- VCD cover
- Directed by: Senthilnathan
- Written by: Liyakat Ali Khan (dialogues)
- Based on: Parinda (Hindi)
- Produced by: S. Mani
- Starring: Arun Pandian Abbas Anju Aravind
- Cinematography: D. Shankar
- Edited by: G. Jayachandran
- Music by: Adithyan
- Production company: Cheranaadu Movie Creations
- Release date: 18 September 1998;
- Country: India
- Language: Tamil

= Aasai Thambi =

1998 film

Aasai Thambi is a 1998 Indian Tamil-language crime drama film directed by Senthilnathan. The film stars Arun Pandian, Abbas and Anju Aravind in the lead roles, while Manivannan and Ajay Rathnam portray supporting roles.
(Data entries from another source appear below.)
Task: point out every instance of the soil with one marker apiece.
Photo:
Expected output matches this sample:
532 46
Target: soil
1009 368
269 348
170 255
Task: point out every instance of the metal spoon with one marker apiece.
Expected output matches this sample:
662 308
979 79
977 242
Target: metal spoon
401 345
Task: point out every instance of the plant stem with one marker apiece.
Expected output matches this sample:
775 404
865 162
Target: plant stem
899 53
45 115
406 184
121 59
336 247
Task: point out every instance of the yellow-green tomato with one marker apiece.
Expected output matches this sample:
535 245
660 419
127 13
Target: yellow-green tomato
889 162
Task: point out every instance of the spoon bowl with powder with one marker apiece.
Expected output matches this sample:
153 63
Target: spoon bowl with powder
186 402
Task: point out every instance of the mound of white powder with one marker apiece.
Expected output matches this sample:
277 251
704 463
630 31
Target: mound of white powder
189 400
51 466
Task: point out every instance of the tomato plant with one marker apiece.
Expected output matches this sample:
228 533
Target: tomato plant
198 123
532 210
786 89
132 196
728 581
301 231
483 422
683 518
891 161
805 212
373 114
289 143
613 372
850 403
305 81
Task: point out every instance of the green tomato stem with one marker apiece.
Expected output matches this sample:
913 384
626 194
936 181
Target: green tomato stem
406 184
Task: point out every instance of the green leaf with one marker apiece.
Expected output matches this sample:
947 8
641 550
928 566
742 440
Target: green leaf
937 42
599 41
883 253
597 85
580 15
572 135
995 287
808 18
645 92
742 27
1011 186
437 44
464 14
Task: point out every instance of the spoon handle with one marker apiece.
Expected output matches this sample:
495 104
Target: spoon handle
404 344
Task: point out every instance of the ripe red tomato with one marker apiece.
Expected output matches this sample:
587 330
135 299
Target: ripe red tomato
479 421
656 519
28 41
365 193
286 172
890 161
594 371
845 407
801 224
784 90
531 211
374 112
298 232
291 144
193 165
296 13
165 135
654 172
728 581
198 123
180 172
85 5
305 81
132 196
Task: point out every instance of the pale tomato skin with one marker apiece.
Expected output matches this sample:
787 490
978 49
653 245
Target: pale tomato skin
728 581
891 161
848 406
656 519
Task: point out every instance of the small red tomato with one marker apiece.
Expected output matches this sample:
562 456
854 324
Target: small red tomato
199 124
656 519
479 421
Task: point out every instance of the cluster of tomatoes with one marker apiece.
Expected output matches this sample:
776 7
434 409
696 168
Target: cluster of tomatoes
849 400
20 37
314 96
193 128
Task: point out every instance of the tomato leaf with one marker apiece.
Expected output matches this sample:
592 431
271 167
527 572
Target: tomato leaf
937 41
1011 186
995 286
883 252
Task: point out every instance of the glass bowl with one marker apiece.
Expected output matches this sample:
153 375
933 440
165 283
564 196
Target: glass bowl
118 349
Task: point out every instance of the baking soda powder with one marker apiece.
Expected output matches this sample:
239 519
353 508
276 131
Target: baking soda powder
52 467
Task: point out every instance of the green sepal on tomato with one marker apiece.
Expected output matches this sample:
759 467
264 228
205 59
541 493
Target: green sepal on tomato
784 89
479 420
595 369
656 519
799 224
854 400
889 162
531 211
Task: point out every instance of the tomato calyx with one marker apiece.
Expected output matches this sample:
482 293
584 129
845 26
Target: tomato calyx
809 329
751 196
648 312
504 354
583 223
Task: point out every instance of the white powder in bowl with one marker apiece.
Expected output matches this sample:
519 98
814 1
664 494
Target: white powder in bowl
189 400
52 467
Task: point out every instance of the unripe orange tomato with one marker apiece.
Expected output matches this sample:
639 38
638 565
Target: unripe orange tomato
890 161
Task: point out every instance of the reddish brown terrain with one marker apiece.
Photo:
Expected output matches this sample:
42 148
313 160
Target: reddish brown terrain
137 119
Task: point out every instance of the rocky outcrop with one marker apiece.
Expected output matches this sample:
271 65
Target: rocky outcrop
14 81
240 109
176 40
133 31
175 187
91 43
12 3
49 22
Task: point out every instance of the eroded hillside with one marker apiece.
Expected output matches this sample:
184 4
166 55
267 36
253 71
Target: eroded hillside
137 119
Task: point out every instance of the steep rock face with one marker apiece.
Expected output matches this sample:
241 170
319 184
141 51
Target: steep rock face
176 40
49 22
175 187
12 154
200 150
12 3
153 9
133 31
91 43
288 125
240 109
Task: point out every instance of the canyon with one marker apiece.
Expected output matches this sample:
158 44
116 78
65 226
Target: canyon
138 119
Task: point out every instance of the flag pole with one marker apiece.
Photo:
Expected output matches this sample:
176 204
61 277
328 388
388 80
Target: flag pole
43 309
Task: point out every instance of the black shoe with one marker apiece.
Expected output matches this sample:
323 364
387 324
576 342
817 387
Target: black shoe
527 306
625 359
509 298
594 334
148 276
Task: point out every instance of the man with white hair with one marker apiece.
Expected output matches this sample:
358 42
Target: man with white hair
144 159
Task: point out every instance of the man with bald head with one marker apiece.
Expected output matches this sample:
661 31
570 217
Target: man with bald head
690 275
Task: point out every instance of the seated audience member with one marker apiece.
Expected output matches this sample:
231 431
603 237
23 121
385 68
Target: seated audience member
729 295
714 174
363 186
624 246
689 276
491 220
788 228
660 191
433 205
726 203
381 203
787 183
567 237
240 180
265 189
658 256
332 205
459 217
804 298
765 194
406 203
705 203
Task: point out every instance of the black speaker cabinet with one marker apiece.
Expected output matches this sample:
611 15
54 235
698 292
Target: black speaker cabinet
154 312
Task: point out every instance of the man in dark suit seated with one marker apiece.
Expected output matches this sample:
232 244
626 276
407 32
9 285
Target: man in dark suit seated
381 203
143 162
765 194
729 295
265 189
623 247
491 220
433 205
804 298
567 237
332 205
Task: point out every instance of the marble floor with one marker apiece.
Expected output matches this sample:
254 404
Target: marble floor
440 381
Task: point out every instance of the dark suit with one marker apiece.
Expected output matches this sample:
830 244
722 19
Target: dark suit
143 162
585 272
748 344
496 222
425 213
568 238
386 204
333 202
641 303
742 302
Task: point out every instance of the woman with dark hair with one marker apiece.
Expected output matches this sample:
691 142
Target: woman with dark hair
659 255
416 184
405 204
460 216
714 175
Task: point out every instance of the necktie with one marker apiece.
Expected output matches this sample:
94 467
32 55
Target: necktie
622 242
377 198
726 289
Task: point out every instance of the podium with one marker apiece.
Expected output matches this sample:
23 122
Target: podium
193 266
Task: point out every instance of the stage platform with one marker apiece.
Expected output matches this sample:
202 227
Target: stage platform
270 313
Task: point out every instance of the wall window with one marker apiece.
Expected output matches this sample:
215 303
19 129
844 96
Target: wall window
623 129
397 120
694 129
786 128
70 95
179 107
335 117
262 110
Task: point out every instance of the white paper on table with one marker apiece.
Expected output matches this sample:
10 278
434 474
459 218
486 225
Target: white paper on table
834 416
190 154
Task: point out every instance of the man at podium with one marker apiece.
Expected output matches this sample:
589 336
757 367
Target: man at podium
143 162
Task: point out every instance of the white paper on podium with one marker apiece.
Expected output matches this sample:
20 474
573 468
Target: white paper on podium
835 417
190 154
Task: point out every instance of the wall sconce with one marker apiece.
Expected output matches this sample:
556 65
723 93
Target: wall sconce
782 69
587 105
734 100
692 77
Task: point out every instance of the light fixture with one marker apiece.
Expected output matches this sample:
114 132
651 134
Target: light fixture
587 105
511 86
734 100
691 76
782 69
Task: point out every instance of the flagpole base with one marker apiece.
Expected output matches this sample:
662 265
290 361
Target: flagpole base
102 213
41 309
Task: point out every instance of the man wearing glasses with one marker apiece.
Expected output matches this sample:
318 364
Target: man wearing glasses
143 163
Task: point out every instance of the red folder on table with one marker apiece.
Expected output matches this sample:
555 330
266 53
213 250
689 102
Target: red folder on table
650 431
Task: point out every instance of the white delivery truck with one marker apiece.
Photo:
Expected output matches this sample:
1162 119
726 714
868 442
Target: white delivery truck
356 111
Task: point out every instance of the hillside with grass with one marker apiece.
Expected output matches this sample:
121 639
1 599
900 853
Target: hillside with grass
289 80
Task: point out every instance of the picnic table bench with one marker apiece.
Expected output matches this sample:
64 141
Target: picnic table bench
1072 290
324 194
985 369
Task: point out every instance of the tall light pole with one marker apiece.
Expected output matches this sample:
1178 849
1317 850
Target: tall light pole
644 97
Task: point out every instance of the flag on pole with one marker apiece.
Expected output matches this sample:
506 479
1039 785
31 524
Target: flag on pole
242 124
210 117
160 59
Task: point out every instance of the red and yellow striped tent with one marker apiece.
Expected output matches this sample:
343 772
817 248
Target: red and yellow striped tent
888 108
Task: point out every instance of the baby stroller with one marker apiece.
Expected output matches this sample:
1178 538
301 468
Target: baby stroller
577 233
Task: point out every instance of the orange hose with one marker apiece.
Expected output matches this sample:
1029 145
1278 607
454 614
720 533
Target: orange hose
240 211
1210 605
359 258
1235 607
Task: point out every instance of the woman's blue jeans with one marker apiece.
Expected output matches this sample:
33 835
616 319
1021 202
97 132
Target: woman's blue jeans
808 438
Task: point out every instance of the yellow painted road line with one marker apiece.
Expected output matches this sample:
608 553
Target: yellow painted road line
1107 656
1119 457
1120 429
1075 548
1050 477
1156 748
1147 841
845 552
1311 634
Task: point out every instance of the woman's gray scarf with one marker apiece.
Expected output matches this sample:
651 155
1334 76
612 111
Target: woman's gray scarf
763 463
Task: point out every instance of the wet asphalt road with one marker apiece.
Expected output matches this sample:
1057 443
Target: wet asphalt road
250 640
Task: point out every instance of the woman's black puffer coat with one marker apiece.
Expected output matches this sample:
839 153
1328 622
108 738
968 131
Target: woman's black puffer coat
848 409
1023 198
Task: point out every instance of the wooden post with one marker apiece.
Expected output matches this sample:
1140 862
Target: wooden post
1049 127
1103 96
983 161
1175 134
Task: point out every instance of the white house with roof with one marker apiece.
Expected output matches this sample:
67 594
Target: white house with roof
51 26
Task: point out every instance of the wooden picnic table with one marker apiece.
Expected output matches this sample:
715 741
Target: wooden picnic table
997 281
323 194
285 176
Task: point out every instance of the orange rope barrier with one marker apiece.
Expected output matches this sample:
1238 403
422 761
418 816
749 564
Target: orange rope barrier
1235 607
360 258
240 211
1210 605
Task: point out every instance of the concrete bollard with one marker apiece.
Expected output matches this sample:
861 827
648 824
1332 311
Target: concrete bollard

Adithyan was the music composer and it was released on 18 September 1998. It is a remake of the Hindi film Parinda (1989).

== Cast ==
- Arun Pandian as Vinoth
- Abbas as Vijay (voice dubbed by Vikram)
- Anju Aravind as Indhu
- Manivannan
- Ajay Rathnam
- Jayabharathi
- Madhan Bob

== Soundtrack ==
The music was composed by Adithyan.

| Song | Singers | Lyrics |
| "I Love You" | Mano, Anuradha Sriram | Palani Bharathi |
| "Pollathathu" | Manimegalai | Kamakodiyan |
| "Summa Summa" | Adithyan |
| "Ponnanathu" | Krishnachandran, Manimegalai |
| "Don't care" | Mano, Adithyan | Palani Bharathi |
| "Rangoli Rawali" | Gangai Amaran, S. P. Balasubrahmanyam |

== Release ==
The film released in September 1998, despite being ready for release from late 1997. The film performed poorly at the box office.